# 2011 North Coast H.O. wrap up



## eastside johnny (May 13, 2008)

Here's a wrap up of the 2011 North Coast H.O. season Hope that the scans can be read! 
1st a list of the season's winners
2nd the final series points
3rd the final track points
When I click on the thumb nail shots they pop up larger with a + option on the pointer to make them bigger.
Hope that works


----------



## neorules (Oct 20, 2006)

Looks good guys!! Hope next year sees a continued turnout with some new recruits. Also what chassis in the LL classes?


----------



## eastside johnny (May 13, 2008)

neorules said:


> Looks good guys!! Hope next year sees a continued turnout with some new recruits. Also what chassis in the LL classes?

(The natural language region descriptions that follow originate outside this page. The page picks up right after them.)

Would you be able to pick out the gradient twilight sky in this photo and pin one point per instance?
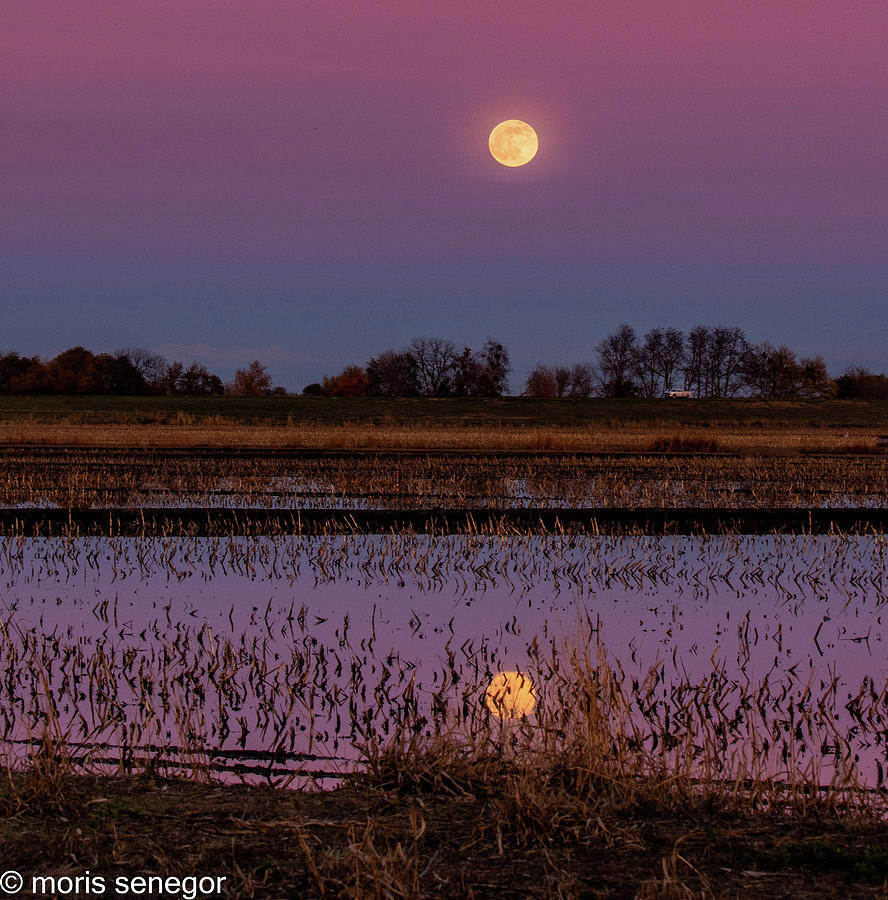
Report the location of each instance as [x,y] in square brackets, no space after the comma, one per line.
[309,182]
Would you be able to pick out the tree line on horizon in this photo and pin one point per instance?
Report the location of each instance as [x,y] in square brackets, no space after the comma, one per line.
[709,362]
[132,371]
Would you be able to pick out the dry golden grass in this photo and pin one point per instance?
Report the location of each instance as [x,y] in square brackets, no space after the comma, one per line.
[190,432]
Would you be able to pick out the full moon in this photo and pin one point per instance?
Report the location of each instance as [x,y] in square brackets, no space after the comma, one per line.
[510,695]
[513,143]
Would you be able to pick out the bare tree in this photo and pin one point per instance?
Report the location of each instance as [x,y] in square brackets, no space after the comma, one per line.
[253,381]
[541,382]
[392,374]
[582,380]
[435,364]
[728,349]
[616,363]
[494,358]
[647,363]
[151,366]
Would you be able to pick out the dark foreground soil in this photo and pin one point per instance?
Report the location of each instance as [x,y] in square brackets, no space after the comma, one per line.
[365,842]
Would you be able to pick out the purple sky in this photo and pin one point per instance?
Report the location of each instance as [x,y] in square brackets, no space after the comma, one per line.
[309,183]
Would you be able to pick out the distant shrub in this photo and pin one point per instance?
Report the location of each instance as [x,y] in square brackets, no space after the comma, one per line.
[677,444]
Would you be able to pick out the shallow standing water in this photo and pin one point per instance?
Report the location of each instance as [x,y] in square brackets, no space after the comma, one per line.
[265,657]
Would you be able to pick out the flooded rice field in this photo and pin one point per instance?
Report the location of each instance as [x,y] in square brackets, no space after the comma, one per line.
[291,480]
[287,658]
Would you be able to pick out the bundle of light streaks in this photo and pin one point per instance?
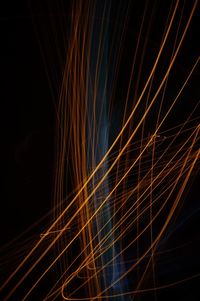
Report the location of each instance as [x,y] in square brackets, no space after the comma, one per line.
[128,183]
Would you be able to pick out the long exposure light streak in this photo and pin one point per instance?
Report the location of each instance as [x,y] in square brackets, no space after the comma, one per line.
[117,190]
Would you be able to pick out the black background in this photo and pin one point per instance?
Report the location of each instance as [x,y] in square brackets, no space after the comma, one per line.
[27,101]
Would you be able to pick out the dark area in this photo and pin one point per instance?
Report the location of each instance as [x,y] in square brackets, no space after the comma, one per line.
[28,98]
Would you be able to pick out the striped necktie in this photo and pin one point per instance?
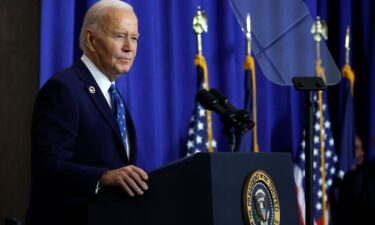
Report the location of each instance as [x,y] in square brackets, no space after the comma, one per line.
[119,108]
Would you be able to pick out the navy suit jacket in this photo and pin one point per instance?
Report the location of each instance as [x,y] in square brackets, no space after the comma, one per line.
[75,139]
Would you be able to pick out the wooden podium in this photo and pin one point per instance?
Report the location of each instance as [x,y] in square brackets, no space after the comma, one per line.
[205,188]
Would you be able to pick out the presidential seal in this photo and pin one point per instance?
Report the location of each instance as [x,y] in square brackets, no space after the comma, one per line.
[260,202]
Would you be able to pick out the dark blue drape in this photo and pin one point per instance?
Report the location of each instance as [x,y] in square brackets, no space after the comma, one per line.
[160,89]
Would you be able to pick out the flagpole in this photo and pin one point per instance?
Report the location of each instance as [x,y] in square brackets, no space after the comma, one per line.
[200,26]
[250,65]
[308,84]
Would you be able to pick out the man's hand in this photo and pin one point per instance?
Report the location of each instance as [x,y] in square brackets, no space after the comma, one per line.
[131,178]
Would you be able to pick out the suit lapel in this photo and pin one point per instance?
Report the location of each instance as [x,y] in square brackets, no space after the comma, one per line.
[99,100]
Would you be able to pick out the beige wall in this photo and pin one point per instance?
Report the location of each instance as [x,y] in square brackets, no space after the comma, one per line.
[19,77]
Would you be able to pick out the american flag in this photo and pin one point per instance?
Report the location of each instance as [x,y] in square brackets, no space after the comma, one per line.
[347,122]
[323,143]
[200,138]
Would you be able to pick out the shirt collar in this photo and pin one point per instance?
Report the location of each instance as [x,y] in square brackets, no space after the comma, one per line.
[103,82]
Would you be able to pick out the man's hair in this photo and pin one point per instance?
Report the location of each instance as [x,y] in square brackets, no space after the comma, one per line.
[94,15]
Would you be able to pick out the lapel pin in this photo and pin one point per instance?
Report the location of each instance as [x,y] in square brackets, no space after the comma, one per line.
[92,89]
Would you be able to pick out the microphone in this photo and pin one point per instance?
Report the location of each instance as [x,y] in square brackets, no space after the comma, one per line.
[210,102]
[242,116]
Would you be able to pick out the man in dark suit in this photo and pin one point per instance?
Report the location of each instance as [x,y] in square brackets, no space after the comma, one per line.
[81,140]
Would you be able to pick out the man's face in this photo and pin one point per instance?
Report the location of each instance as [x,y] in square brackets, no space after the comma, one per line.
[114,47]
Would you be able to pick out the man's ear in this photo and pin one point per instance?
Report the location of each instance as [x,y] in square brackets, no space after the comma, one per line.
[90,39]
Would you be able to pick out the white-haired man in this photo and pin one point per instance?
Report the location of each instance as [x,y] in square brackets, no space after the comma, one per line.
[83,138]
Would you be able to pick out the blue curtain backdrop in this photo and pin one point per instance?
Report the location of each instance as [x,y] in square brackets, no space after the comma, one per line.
[160,89]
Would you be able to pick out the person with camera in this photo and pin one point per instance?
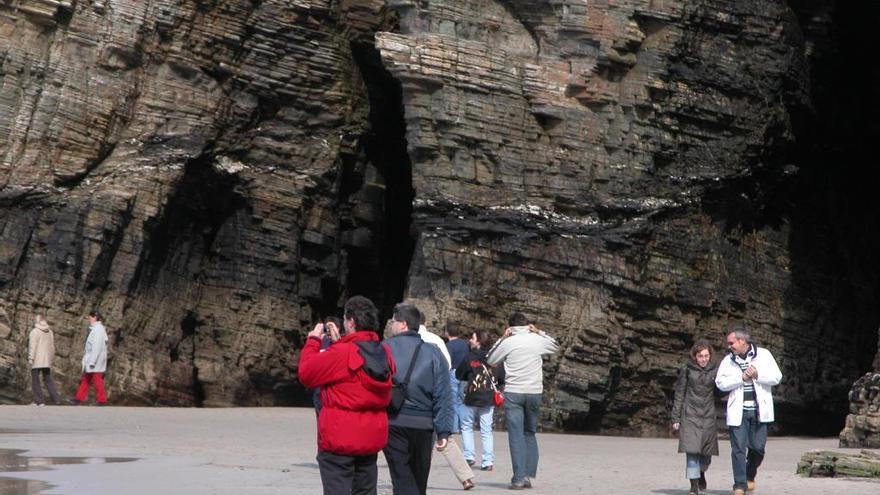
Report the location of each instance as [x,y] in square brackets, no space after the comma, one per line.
[522,349]
[693,414]
[355,377]
[426,408]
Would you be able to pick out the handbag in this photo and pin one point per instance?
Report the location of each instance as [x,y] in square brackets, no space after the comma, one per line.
[498,398]
[398,389]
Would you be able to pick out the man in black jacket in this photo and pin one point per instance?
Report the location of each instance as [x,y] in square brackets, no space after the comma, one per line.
[427,409]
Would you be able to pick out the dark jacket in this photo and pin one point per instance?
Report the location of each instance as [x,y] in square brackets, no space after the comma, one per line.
[694,409]
[428,404]
[471,366]
[353,420]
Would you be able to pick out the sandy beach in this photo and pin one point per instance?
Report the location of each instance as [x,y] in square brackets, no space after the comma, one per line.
[269,451]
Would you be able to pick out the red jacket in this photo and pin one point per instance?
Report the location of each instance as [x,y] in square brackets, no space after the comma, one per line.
[353,418]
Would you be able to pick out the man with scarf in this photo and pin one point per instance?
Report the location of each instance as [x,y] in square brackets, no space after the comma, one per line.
[748,375]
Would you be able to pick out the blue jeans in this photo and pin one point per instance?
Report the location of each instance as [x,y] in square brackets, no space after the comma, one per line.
[696,465]
[521,412]
[467,433]
[747,442]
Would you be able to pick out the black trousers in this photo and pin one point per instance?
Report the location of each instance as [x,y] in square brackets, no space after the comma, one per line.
[346,474]
[408,453]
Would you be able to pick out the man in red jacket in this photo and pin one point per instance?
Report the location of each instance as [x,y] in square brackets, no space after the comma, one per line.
[354,374]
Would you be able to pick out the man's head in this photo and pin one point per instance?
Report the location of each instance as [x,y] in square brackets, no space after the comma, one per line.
[94,316]
[738,339]
[517,320]
[360,314]
[453,330]
[406,317]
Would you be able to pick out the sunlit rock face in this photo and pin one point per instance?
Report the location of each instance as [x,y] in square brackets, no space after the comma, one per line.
[632,175]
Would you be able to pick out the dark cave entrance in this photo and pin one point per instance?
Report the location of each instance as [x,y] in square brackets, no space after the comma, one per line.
[377,238]
[835,218]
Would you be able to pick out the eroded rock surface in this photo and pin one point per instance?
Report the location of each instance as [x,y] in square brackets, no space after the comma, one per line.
[631,174]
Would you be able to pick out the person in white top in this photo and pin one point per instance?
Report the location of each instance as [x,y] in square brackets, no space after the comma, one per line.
[94,362]
[748,374]
[522,349]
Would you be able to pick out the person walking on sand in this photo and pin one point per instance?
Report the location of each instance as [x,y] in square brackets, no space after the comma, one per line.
[94,363]
[41,351]
[693,414]
[521,350]
[481,382]
[748,374]
[354,375]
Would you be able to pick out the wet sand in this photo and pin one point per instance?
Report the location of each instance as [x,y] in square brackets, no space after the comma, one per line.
[263,451]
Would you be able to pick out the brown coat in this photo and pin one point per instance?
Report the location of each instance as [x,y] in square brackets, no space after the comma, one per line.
[41,346]
[694,409]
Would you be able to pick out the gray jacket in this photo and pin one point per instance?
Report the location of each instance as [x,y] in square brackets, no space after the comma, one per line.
[694,409]
[428,404]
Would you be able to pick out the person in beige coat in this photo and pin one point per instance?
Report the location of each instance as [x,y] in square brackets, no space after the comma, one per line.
[41,350]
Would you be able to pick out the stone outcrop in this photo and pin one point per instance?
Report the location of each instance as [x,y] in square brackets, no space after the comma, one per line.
[827,464]
[215,175]
[862,427]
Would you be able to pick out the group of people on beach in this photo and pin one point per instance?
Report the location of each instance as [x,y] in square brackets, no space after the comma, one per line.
[746,375]
[41,353]
[407,394]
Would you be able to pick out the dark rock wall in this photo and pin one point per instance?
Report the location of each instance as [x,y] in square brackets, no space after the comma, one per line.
[631,174]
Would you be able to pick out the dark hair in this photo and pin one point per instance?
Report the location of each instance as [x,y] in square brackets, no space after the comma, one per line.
[453,329]
[363,312]
[409,314]
[699,346]
[518,320]
[484,338]
[336,321]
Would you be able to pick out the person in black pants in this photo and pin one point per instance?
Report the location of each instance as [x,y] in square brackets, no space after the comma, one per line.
[427,409]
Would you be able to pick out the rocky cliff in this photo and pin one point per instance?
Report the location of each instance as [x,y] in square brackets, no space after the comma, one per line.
[632,174]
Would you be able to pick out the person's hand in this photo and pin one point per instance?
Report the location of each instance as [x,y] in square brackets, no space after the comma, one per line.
[318,331]
[334,331]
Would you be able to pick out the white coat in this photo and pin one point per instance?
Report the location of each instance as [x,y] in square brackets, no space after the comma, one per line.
[729,379]
[95,356]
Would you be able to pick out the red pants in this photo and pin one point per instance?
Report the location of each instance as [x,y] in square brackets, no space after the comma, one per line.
[82,393]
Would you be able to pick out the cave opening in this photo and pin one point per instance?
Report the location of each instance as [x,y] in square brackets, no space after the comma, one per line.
[377,236]
[835,234]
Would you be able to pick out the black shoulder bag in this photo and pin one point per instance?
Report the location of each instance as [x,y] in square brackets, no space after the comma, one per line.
[398,389]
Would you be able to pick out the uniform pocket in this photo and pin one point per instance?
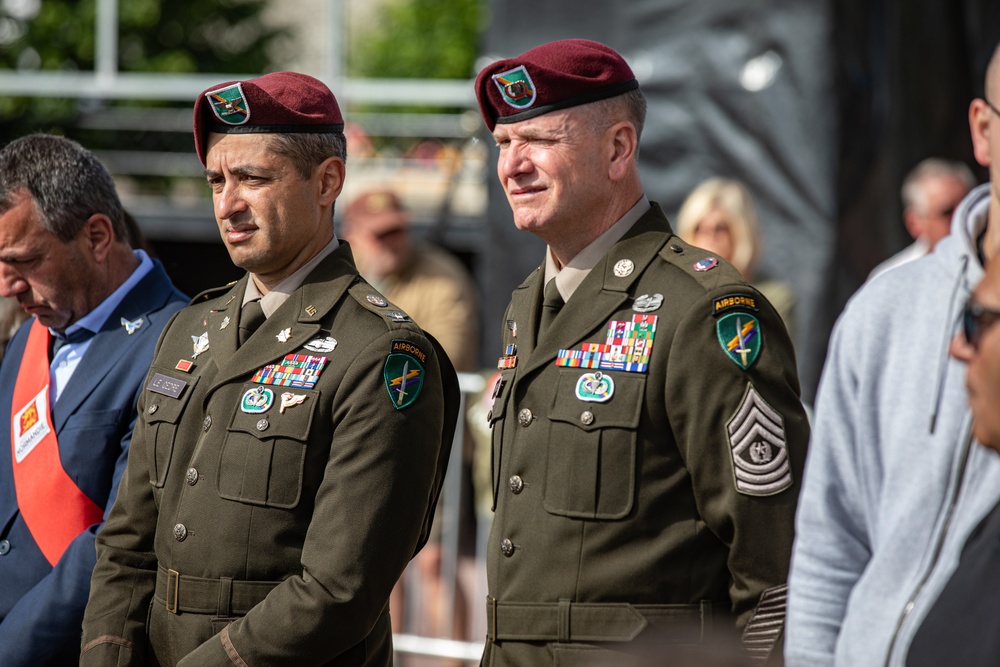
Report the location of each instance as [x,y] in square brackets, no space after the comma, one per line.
[162,414]
[263,456]
[590,471]
[501,396]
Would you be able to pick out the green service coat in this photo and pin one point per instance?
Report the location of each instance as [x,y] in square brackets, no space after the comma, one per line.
[288,526]
[675,485]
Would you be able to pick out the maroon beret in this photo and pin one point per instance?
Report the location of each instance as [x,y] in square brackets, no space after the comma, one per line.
[557,75]
[279,102]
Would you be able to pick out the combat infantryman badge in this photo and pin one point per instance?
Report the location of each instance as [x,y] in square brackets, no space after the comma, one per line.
[326,344]
[647,303]
[758,446]
[739,335]
[257,400]
[200,344]
[229,104]
[595,387]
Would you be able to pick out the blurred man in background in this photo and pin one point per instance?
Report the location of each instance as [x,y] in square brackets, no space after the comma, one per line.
[931,192]
[68,385]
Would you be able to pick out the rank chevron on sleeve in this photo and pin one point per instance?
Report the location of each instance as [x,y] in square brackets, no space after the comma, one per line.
[627,347]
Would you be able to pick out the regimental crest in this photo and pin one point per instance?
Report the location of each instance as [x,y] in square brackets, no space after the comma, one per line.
[257,400]
[404,378]
[131,326]
[516,87]
[739,335]
[595,387]
[230,104]
[758,446]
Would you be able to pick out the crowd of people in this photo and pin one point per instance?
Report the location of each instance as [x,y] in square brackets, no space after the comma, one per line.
[244,477]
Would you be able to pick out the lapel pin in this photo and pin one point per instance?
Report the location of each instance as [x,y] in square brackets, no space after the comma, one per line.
[200,344]
[131,327]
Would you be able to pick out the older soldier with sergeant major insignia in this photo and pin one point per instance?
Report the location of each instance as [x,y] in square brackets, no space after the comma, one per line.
[293,427]
[648,438]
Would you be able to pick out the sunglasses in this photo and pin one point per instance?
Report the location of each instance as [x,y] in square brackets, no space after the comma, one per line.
[976,319]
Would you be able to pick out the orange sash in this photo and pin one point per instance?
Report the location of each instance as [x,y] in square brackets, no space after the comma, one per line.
[53,506]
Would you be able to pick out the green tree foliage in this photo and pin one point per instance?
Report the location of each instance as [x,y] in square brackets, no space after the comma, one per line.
[179,36]
[422,39]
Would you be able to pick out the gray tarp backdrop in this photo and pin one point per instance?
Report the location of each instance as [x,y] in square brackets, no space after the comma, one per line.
[819,107]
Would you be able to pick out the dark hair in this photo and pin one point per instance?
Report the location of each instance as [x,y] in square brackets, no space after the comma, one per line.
[66,181]
[306,150]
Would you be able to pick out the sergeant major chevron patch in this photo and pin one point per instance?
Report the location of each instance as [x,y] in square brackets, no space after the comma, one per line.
[758,447]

The LifeLike Indy cars just fit the M chassis. The sprint cars we allow any of the LifeLike chassis. We also cut down the bodies by lowering the center section between the side pods. Looks a whole lot better & handles a whole lot better. ALSO the sprint cars run a "spec tire" .500 drag tire. The larger tire gets the magnets up away from the track & we cut the power to around 10 volts. Lot more enjoyable & works better on some of the shorter ovals. (I'll look around for a picture or two to post) The stock car class has had some various specs. For a while we ran specific events with the narrow bodies on the M and the wide or COT on the T. Also a few races (and the 2012 season) with any chassis & any stock car body. It's been twelve months a year now for 31 years! Keepin' it simple & having fun.


----------